Keep the open vial of insulin at room temperature. *The client should keep the vial in use at room temperature to minimize tissue injury and to reduce the risk for lipodystrophy.

A nurse is caring for a client who is experiencing severe nausea and vomiting after a course of chemotherapy. The nurse should monitor the client for which of the following clinical manifestations?

Metabolic alkalosis *Metabolic alkalosis can occur in clients who have excessive vomiting because of the loss of hydrochloric acid.

A nurse is caring for a client who requires a medication that is packaged in a single dose glass ampule. Which of the following techniques should the nurse use when opening the glass ampule?

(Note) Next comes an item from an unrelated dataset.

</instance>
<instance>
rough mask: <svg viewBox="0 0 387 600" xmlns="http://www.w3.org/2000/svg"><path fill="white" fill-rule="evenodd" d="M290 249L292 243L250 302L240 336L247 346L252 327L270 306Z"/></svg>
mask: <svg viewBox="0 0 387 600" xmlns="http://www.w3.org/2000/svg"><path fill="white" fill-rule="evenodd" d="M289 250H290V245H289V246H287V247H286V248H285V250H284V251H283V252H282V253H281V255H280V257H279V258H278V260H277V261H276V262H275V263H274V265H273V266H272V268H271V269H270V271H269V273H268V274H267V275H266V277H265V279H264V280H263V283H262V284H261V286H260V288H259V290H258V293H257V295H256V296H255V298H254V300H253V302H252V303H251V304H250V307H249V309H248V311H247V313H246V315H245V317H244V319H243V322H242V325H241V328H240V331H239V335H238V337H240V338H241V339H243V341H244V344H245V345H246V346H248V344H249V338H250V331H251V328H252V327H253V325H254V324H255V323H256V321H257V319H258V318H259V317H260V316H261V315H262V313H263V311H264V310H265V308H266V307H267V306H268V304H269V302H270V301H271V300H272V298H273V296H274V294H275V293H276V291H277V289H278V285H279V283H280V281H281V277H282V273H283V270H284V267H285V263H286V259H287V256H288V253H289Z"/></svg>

Tap the top of the ampule, place a sterile gauze pad around the ampule neck, and break off the top by bending it toward the body. *The nurse should tap the top of the ampule, place a sterile gauze pad around the ampule neck, and break off the top by bending it toward the body. The sterile gauze prevents broken glass coming in contact with the fingers, and bending the ampule top toward the body allows glass fragments to spray away from the nurse.

A nurse is teaching a client about the AE of cisplatin. Which of the following AE should the nurse include in the teaching?

Tinnitus *Tinnitus and hearing loss are adverse effects of cisplatin.